On Sunday Oct. 9 the Bowen Community Foundation will hold a ribbon cutting ceremony for the newly created Garden Gateway and will simultaneously launch its annual giving campaign, For Bowen, For Ever.
The Foundation is particularly proud of what the team of talented and socially committed Bowen Islanders have produced at the entrance to Snug Cove.
Nestled up against the new Union Steamships Company building adjacent to the ferry dock, the Garden Gateway reflects, in the words of its creators, “a pride in Bowen’s natural beauty and history.”

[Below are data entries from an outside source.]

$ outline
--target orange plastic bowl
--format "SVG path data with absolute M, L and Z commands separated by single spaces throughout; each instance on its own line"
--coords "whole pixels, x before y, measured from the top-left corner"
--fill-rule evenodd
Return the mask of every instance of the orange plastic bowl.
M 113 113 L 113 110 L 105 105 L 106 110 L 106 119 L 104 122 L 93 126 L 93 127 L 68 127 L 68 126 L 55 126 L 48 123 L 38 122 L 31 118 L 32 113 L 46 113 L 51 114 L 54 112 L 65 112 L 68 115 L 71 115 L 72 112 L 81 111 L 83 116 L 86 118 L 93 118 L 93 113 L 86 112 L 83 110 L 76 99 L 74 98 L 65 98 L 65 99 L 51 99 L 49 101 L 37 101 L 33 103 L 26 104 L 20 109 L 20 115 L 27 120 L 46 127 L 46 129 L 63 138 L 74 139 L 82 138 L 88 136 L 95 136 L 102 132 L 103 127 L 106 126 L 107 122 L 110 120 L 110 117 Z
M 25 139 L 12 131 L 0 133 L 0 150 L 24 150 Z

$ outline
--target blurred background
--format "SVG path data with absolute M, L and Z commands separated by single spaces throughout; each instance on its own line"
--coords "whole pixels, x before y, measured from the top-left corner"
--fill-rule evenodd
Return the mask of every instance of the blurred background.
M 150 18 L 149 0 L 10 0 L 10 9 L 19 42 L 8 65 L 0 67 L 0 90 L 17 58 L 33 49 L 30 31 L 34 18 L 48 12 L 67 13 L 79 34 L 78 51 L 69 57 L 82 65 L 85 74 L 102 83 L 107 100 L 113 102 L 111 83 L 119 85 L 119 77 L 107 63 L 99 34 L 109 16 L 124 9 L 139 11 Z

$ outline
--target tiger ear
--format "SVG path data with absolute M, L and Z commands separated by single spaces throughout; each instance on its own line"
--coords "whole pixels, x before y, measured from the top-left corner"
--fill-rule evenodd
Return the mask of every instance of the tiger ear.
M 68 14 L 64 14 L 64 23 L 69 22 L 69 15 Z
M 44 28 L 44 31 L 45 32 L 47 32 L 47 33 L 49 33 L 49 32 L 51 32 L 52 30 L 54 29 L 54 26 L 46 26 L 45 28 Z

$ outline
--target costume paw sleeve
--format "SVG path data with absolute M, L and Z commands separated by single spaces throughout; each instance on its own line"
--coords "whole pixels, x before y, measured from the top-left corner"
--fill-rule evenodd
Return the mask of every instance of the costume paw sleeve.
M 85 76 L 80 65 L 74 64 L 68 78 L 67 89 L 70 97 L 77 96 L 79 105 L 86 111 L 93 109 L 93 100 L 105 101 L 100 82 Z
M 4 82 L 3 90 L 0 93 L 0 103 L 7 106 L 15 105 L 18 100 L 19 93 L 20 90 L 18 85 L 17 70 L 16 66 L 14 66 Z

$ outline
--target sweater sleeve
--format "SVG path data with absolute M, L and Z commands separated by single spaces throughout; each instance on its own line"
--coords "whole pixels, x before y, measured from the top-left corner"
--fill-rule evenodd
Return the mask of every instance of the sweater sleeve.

Project lead and key driver of the initiative, Holly Graff (winner of the the British Columbia Society of Landscape Architects 2015 BCSLA Community Service Award), architect James Tuer, garden designer Wynn Nielsen and stonemason and landscaper Andy Rainsley have led a team that has created a small stretch of natural beauty on municipal land, leveraging more than half of the cost of the project through gifts and in-kind contributions.

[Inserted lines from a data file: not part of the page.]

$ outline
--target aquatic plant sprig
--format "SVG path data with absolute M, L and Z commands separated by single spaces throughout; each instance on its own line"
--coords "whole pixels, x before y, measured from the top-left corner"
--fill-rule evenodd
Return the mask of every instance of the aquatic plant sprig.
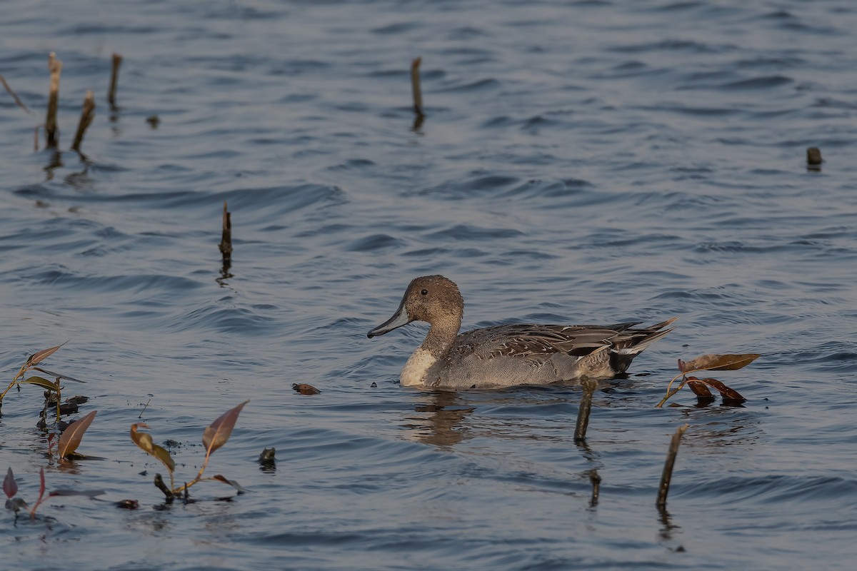
M 101 496 L 105 493 L 104 490 L 54 490 L 45 496 L 45 492 L 46 491 L 46 487 L 45 485 L 45 468 L 39 468 L 39 498 L 28 510 L 31 520 L 36 519 L 36 510 L 39 509 L 39 506 L 41 505 L 42 502 L 44 502 L 47 497 L 54 497 L 57 496 L 86 496 L 87 497 L 95 497 L 96 496 Z M 3 491 L 8 498 L 6 500 L 6 509 L 14 511 L 15 517 L 17 519 L 18 512 L 27 508 L 27 502 L 25 502 L 22 497 L 17 497 L 18 483 L 15 481 L 15 474 L 12 473 L 11 467 L 9 467 L 9 471 L 6 472 L 6 478 L 3 479 Z
M 67 342 L 69 342 L 68 341 L 65 342 L 65 343 Z M 69 377 L 67 375 L 63 375 L 60 373 L 53 372 L 51 371 L 47 371 L 46 369 L 43 369 L 36 366 L 39 363 L 41 363 L 45 359 L 47 359 L 48 357 L 50 357 L 51 355 L 52 355 L 54 353 L 56 353 L 61 347 L 63 347 L 63 345 L 65 345 L 65 343 L 62 343 L 60 345 L 57 345 L 56 347 L 51 347 L 47 349 L 43 349 L 27 357 L 27 361 L 21 366 L 21 369 L 18 371 L 17 374 L 15 374 L 15 378 L 12 378 L 11 382 L 9 382 L 9 386 L 6 387 L 6 390 L 3 390 L 2 393 L 0 393 L 0 407 L 3 406 L 3 399 L 4 396 L 6 396 L 6 393 L 11 390 L 12 387 L 15 386 L 20 387 L 21 384 L 34 384 L 36 386 L 45 389 L 45 390 L 57 393 L 57 420 L 58 422 L 60 417 L 60 392 L 62 390 L 62 387 L 60 387 L 60 379 L 65 379 L 67 381 L 74 381 L 75 383 L 86 383 L 86 381 L 81 381 L 80 379 L 76 379 L 72 377 Z M 46 375 L 50 375 L 51 377 L 54 377 L 56 378 L 57 380 L 49 381 L 44 377 L 37 377 L 37 376 L 33 376 L 30 377 L 29 378 L 21 380 L 24 375 L 26 375 L 28 371 L 38 371 Z
M 235 423 L 238 419 L 238 414 L 241 413 L 241 409 L 244 407 L 249 401 L 244 401 L 237 407 L 234 407 L 220 416 L 219 416 L 214 422 L 209 425 L 202 433 L 202 445 L 206 447 L 206 458 L 202 462 L 202 466 L 200 467 L 200 471 L 197 473 L 196 477 L 194 478 L 189 482 L 185 482 L 183 485 L 176 486 L 176 479 L 174 472 L 176 470 L 176 461 L 172 459 L 170 453 L 162 446 L 155 444 L 152 441 L 152 435 L 148 432 L 141 432 L 139 429 L 141 428 L 149 428 L 148 425 L 143 422 L 137 422 L 131 425 L 131 440 L 142 450 L 147 454 L 152 455 L 158 460 L 161 461 L 162 464 L 166 467 L 167 472 L 170 473 L 170 487 L 167 488 L 163 482 L 163 479 L 160 474 L 155 475 L 155 486 L 158 487 L 164 495 L 166 496 L 167 502 L 171 502 L 173 497 L 183 495 L 187 497 L 188 488 L 194 485 L 197 482 L 201 482 L 205 479 L 214 479 L 219 482 L 223 482 L 224 484 L 229 484 L 233 488 L 238 491 L 238 492 L 245 491 L 245 489 L 241 486 L 240 484 L 235 480 L 231 480 L 221 474 L 217 474 L 211 476 L 209 478 L 203 478 L 202 474 L 206 471 L 206 467 L 208 466 L 208 461 L 211 458 L 212 453 L 216 449 L 226 443 L 229 440 L 229 437 L 232 434 L 232 429 L 235 428 Z
M 686 362 L 680 359 L 679 371 L 680 372 L 669 381 L 669 384 L 667 386 L 667 395 L 661 399 L 656 407 L 662 407 L 664 402 L 685 385 L 689 386 L 691 390 L 699 397 L 711 397 L 711 391 L 708 390 L 708 387 L 711 387 L 720 392 L 724 400 L 744 401 L 746 399 L 741 396 L 737 390 L 730 389 L 716 378 L 698 378 L 688 377 L 687 374 L 698 371 L 735 371 L 746 366 L 758 359 L 759 356 L 760 354 L 758 353 L 746 353 L 741 354 L 704 354 Z M 673 383 L 679 378 L 682 378 L 681 383 L 675 389 L 672 389 Z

In particular, without Andy Rainsley, Scotty and their crew from Bowenshire Landscaping, the garden would not be anything resembling the beautiful natural stone rockery that it is. Theirs was a huge community contribution of landscape expertise, craftsmanship and machine time. Bowen is a better place because of them!
Please join us at 2 p.m. on Oct. 9 to celebrate the success of this initiative and to begin thinking about how you and others, working with the Bowen Community Foundation, can contribute to further projects, making our island more welcoming, more aligned with the natural environment, and more sustainable.
Our Foundation’s mantra (For Bowen, For Ever) can be seen in the Garden Gateway, aptly described by Holly Graff as reflecting the Bowen Island Community Foundation’s “priorities of civic pride, community gathering places, and engagement.”